The English composer's new opera, "Written on Skin," has taken the music world by storm, hailed by critics, embraced by audiences and sprouting up in performance seemingly everywhere.
Since its premiere last summer in Aix-en-Provence, France, it's been staged in London; Amsterdam; Toulouse, France; Vienna, and, most recently Munich, where a sell-out crowd cheered wildly after the last of three performances at the Prinzregententheater on Saturday night.
"The best opera written over the last 20 years," was the assessment of critic Renaud Machard in Le Monde last July. Wrote Alex Ross in the New Yorker magazine this spring: "Even the composer's most committed admirers are a little shocked. 'Written on Skin' feels like the work of a genius unleashed."
Curiously, for a work that many think may help point toward the future of opera, it's in some ways a deliberately backward-looking piece.
Based on the legend of a 13th century troubadour, the libretto by playwright Martin Crimp tells of a nobleman, called the Protector; his young wife, Agnes; and an artist known as the Boy whom he hires to create a book illustrating his greatness. In those days before the printing press, manuscripts were painted by applying gold and other metals to parchment made from animal skin, hence the literal meaning of the title.
The plot moves swiftly to its tragic conclusion: Agnes and the Boy become lovers; the Protector learns of the affair, murders his rival and feeds his heart to his wife. Still proclaiming her love for the Boy, she leaps from a balcony to her death.
Benjamin had collaborated with Crimp on his first opera, the chamber piece "Into the Little Hill," which premiered in 2006. He recalled how they settled on the subject for "Written on Skin," which was a commission from the Aix-en-Provence Festival.
"Bernard (Foccroulle, the festival's head) asked us to please situate it somewhere on the soil of Provence," Benjamin said. "Martin's daughter happened to be studying French medieval literature, and her professor came up with this story."
Both men found it appealing. "The strangeness is what attracted me," Benjamin said. "The strangeness and the simplicity."
Those terms could well be applied to Benjamin's score, which uses a large orchestra with some unusual instruments like glass harmonica, viola da gamba and bongos. "The idea," he said, "is to make an orchestral radiance to suggest the art of illumination."
The libretto takes a story that's already 800 years old and distances it still further by framing it as a tale told by angels who make frequent references to modern-day events. In addition, the characters speak of themselves in the third person and often utter their own stage directions.
Why use these multiple framing devices, instead of letting the plot unfold in a more traditional way?

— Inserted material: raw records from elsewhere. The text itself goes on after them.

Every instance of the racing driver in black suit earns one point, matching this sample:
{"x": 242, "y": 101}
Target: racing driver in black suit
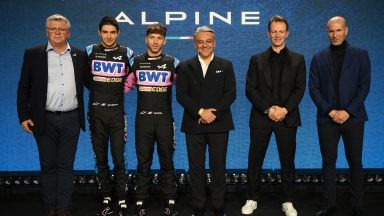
{"x": 153, "y": 75}
{"x": 110, "y": 66}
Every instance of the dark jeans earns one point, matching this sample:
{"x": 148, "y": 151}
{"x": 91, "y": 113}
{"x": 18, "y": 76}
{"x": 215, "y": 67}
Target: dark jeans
{"x": 352, "y": 135}
{"x": 57, "y": 149}
{"x": 286, "y": 145}
{"x": 217, "y": 149}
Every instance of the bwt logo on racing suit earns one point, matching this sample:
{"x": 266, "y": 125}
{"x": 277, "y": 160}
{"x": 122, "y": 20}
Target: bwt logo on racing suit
{"x": 108, "y": 68}
{"x": 153, "y": 78}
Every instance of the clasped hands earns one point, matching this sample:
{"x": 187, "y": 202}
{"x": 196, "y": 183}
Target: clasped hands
{"x": 277, "y": 113}
{"x": 339, "y": 116}
{"x": 207, "y": 116}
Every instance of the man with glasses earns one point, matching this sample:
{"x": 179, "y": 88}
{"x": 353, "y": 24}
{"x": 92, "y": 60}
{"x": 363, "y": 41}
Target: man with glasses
{"x": 50, "y": 106}
{"x": 206, "y": 88}
{"x": 275, "y": 85}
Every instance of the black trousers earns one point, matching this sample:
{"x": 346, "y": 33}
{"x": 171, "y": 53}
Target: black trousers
{"x": 217, "y": 149}
{"x": 352, "y": 135}
{"x": 154, "y": 127}
{"x": 108, "y": 126}
{"x": 286, "y": 145}
{"x": 57, "y": 149}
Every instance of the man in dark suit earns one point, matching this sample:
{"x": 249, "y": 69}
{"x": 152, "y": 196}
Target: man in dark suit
{"x": 50, "y": 106}
{"x": 275, "y": 85}
{"x": 206, "y": 88}
{"x": 339, "y": 83}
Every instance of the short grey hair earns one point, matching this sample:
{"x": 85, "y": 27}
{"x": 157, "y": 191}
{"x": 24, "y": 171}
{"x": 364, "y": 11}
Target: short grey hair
{"x": 58, "y": 17}
{"x": 204, "y": 29}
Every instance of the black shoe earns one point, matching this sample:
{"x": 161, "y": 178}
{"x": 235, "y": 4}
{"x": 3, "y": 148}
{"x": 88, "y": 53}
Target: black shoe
{"x": 326, "y": 211}
{"x": 50, "y": 212}
{"x": 358, "y": 211}
{"x": 198, "y": 212}
{"x": 219, "y": 212}
{"x": 170, "y": 210}
{"x": 139, "y": 210}
{"x": 105, "y": 209}
{"x": 123, "y": 211}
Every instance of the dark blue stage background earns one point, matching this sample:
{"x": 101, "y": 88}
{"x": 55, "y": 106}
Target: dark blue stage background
{"x": 23, "y": 26}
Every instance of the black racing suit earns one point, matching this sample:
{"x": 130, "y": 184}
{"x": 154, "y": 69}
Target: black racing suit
{"x": 109, "y": 70}
{"x": 154, "y": 77}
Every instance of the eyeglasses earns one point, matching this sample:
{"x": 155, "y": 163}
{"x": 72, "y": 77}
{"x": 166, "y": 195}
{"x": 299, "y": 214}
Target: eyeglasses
{"x": 54, "y": 30}
{"x": 277, "y": 32}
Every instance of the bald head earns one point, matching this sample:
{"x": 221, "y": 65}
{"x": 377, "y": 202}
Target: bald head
{"x": 337, "y": 30}
{"x": 337, "y": 19}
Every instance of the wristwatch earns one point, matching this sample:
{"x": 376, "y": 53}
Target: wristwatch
{"x": 266, "y": 111}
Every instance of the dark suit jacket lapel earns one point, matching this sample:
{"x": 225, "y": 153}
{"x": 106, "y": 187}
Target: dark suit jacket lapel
{"x": 266, "y": 67}
{"x": 198, "y": 71}
{"x": 347, "y": 60}
{"x": 328, "y": 59}
{"x": 287, "y": 64}
{"x": 213, "y": 66}
{"x": 44, "y": 65}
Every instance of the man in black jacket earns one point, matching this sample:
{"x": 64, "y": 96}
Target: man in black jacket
{"x": 50, "y": 106}
{"x": 275, "y": 86}
{"x": 206, "y": 88}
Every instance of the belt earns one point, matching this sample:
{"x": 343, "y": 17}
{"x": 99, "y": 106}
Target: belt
{"x": 61, "y": 112}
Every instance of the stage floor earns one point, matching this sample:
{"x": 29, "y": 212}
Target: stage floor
{"x": 28, "y": 202}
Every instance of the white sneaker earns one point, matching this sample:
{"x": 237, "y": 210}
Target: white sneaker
{"x": 249, "y": 207}
{"x": 288, "y": 209}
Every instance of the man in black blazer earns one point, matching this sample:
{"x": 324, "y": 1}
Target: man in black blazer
{"x": 50, "y": 106}
{"x": 206, "y": 88}
{"x": 339, "y": 82}
{"x": 275, "y": 85}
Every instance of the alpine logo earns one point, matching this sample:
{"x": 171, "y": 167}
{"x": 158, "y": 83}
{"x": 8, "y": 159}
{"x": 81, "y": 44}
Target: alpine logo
{"x": 164, "y": 66}
{"x": 153, "y": 77}
{"x": 108, "y": 68}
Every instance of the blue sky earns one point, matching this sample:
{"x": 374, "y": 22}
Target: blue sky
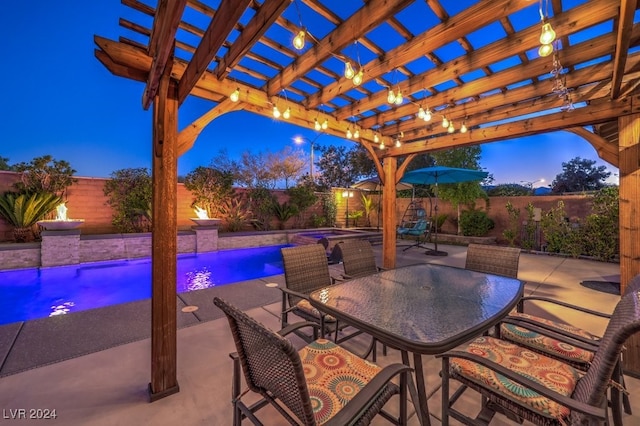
{"x": 58, "y": 99}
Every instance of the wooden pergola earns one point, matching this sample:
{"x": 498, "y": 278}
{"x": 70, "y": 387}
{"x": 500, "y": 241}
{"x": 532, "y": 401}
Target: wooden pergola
{"x": 474, "y": 62}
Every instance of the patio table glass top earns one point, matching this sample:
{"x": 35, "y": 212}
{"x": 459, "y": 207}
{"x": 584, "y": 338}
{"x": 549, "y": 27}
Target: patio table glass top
{"x": 423, "y": 308}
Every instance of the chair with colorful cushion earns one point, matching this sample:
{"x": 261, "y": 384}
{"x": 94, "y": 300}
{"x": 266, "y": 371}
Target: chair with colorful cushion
{"x": 358, "y": 259}
{"x": 305, "y": 271}
{"x": 566, "y": 342}
{"x": 526, "y": 385}
{"x": 320, "y": 384}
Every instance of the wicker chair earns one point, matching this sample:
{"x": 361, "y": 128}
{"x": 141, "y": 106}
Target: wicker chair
{"x": 563, "y": 341}
{"x": 274, "y": 369}
{"x": 526, "y": 385}
{"x": 493, "y": 259}
{"x": 358, "y": 259}
{"x": 306, "y": 270}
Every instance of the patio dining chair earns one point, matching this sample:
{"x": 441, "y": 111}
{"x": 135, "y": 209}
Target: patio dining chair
{"x": 358, "y": 259}
{"x": 563, "y": 341}
{"x": 493, "y": 259}
{"x": 526, "y": 385}
{"x": 305, "y": 271}
{"x": 321, "y": 383}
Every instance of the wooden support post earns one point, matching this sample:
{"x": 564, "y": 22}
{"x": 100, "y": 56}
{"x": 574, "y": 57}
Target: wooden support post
{"x": 629, "y": 165}
{"x": 164, "y": 242}
{"x": 389, "y": 213}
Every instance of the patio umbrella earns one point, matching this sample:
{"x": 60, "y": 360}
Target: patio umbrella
{"x": 441, "y": 174}
{"x": 373, "y": 184}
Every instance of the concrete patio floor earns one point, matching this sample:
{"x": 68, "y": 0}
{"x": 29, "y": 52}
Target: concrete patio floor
{"x": 110, "y": 387}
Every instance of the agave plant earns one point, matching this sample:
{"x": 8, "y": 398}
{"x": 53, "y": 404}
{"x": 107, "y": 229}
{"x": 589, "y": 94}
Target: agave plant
{"x": 24, "y": 210}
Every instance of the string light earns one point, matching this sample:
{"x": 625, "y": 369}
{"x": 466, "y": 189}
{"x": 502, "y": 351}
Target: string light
{"x": 235, "y": 95}
{"x": 298, "y": 40}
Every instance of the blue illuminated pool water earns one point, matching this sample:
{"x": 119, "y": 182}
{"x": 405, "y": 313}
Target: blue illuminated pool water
{"x": 37, "y": 293}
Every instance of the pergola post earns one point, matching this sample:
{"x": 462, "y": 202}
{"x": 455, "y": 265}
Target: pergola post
{"x": 629, "y": 166}
{"x": 389, "y": 212}
{"x": 164, "y": 242}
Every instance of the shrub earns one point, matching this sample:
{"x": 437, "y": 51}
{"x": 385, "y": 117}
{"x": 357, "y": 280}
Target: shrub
{"x": 129, "y": 192}
{"x": 475, "y": 223}
{"x": 22, "y": 211}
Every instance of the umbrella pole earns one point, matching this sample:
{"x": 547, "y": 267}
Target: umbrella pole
{"x": 435, "y": 251}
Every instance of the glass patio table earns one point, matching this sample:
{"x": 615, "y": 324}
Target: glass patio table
{"x": 423, "y": 309}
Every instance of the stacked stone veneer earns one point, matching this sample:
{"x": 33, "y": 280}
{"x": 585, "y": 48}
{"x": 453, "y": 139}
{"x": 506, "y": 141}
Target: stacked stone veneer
{"x": 69, "y": 247}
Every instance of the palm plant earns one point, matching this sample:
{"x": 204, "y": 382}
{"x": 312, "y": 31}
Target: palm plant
{"x": 22, "y": 211}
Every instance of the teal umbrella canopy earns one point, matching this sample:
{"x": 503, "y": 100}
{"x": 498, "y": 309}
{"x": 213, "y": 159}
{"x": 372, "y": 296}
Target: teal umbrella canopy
{"x": 442, "y": 174}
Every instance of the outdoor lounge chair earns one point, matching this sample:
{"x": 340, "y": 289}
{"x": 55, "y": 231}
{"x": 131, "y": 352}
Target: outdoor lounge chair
{"x": 526, "y": 385}
{"x": 419, "y": 229}
{"x": 274, "y": 369}
{"x": 493, "y": 259}
{"x": 358, "y": 259}
{"x": 563, "y": 341}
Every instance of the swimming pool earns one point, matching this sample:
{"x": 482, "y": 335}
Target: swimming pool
{"x": 38, "y": 293}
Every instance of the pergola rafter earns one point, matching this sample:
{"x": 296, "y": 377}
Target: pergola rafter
{"x": 476, "y": 63}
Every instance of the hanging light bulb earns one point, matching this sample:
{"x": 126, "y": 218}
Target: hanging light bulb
{"x": 391, "y": 97}
{"x": 547, "y": 35}
{"x": 298, "y": 40}
{"x": 235, "y": 95}
{"x": 399, "y": 98}
{"x": 349, "y": 73}
{"x": 545, "y": 50}
{"x": 357, "y": 79}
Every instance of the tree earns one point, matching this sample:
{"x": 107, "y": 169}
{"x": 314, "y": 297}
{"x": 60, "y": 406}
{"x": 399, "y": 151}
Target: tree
{"x": 4, "y": 163}
{"x": 210, "y": 188}
{"x": 580, "y": 174}
{"x": 44, "y": 174}
{"x": 464, "y": 192}
{"x": 129, "y": 192}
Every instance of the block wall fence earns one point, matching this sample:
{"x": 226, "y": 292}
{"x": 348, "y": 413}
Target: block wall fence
{"x": 86, "y": 200}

"I couldn't have done a straightforward narrative," Benjamin said during an interview at his house in the Maida Vale neighborhood of London.
"I wanted to tell a story very directly because I think that's incredibly important in theater," he said, "but also I couldn't use naturalistic dialogue, because in the age of the movies, when I go to many new operas today I always think: 'Why are they singing?'
"Opera isn't the naturalistic medium it was in the 19th century," he continued. "Movies have done something to it. So you have to acknowledge that . and this is a terribly simple technique, just putting things at a little distance."
Perhaps counter-intuitively, Benjamin said that for him, the artificiality had a liberating effect on his composing: "It allowed me to just forget about the issue and maybe be more spontaneous than I would be."
As an example he cited a moment that comes a half-hour into the opera, which runs about 95 minutes and is performed without intermission.
"It's a pretty impassioned love scene," Benjamin said. "If it was conventional text, like a movie or a play, I believe I would cringe. It wouldn't seem right. It wouldn't seem authentic. So for me, this very simple technique opened up my music completely. Made it possible."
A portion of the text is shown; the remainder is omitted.